Anti-Semitism is like rape; it’s a charge so devastating to the reputation of the accused that it takes a high level of scoundrelism to make it falsely. It’s not really a surprise that John Fund is willing to play Al Sharpton to Michael Oren’s Tawana Brawley, but it’s still pretty disgusting. And it’s the particular responsibility of those of us who differ with Juan Cole’s views and have been critical of him in the past to denounce this sort of scurrilous attack.
Footnote Speaking of anti-Semitism, check out this rant by Dennis Prager, published on the Jewish Republican Coalition website. Any non-Jew who said anything similar would surely be called anti-Semitic, and with good reason:
Despite their secularism, Jews may be the most religious ethnic group in the world. The problem is that their religion is rarely Judaism; rather it is every “ism” of the Left. These include liberalism, socialism, feminism, Marxism and environmentalism. Jews involved in these movements believe in them with the same ideological fervor and same suspension of critical reason with which many religious people believe in their religion. It is therefore usually as hard to shake a liberal Jew’s belief in the Left and in the Democratic Party as it is to shake an evangelical Christian’s belief in Christianity.

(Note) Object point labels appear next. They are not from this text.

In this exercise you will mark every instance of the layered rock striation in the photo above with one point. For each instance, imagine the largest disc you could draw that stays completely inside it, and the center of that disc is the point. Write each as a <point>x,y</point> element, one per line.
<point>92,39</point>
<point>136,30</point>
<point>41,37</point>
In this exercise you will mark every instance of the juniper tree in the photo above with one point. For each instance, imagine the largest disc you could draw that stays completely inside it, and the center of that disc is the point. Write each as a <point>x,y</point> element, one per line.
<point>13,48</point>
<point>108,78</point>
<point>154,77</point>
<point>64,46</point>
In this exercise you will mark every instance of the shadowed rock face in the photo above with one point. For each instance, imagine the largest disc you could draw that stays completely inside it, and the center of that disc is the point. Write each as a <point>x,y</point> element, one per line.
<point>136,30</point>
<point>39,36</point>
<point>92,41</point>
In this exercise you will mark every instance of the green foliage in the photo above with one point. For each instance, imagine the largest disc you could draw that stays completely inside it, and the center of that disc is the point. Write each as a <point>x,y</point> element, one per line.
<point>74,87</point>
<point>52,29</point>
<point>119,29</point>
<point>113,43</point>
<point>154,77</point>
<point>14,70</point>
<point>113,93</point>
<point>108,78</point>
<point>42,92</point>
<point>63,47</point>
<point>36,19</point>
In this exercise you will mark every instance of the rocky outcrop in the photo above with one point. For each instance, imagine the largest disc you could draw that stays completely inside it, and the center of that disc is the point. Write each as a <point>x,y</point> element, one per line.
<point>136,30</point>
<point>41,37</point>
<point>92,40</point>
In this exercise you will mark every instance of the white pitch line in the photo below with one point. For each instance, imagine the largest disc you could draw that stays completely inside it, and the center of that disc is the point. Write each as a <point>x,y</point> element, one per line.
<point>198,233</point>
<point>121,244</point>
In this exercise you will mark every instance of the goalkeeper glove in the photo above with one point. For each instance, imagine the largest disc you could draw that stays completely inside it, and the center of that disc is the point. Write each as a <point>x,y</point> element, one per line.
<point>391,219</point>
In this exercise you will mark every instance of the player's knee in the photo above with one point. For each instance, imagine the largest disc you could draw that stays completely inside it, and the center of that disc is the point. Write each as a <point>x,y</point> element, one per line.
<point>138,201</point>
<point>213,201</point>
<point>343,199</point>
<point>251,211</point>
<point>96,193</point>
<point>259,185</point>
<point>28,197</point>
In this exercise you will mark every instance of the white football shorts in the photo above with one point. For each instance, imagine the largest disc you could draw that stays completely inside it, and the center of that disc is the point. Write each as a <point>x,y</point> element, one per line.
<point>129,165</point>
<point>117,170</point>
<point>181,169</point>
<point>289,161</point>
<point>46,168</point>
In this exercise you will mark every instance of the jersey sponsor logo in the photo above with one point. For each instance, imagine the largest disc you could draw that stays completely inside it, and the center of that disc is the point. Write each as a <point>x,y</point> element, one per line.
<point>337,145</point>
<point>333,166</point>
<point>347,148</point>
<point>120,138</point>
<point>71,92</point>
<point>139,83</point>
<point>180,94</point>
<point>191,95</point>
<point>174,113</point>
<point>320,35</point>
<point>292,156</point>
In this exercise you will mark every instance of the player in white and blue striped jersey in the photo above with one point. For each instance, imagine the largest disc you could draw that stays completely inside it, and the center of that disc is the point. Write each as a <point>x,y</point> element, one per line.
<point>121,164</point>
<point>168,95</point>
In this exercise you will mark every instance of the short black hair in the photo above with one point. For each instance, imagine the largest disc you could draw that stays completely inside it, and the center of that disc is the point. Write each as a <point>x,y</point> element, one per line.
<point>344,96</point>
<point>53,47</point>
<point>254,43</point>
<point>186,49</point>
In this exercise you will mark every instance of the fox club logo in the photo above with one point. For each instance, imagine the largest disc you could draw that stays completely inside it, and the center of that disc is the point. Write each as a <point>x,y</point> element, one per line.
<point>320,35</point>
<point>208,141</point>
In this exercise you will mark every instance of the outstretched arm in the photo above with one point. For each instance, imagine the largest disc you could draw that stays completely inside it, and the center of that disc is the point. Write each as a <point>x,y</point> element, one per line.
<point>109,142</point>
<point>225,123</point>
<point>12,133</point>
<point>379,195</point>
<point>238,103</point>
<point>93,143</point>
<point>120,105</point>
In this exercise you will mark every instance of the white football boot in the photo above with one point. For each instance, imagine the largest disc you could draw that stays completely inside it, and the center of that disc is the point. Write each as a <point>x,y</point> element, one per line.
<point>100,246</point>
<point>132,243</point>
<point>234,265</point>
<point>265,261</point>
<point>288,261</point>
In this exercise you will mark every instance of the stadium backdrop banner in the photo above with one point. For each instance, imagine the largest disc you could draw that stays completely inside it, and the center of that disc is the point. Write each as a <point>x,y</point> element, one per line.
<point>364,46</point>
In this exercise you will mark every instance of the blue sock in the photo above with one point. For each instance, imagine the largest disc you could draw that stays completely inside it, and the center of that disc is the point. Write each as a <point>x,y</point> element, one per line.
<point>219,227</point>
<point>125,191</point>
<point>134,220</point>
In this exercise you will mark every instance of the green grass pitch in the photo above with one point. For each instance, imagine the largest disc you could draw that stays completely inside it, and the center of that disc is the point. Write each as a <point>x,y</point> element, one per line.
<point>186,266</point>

This reminds me of Richard John Neuhaus’s explanation that the anti-Semitism of the right doesn’t emanate from any dislike of Jews as Jews; it’s merely that Jews are disproportionately liberal, and that the (fully justified, in Fr. Neuhaus’s view) hatred of liberals tends to spill over onto Jews generally. Prager is so disgusted by the fact that most of his co-ethnics part company with him theologically (doubting, for example, the literal truth of the Exodus, which in Prager’s view means we should stop celebrating Passover) and politically that he has begun to develop anti-Jewish sentiments of his own. Perhaps Prager should consider converting to Christianity. But that would be too much to hope for.
Dennis has been doing this particular shtik for years. He seems to be embarassed and outraged by the political leanings of most of his co-religionists, Too bad his moral compass doesn't inform him that he should be embarassed and outraged by the political company he keeps.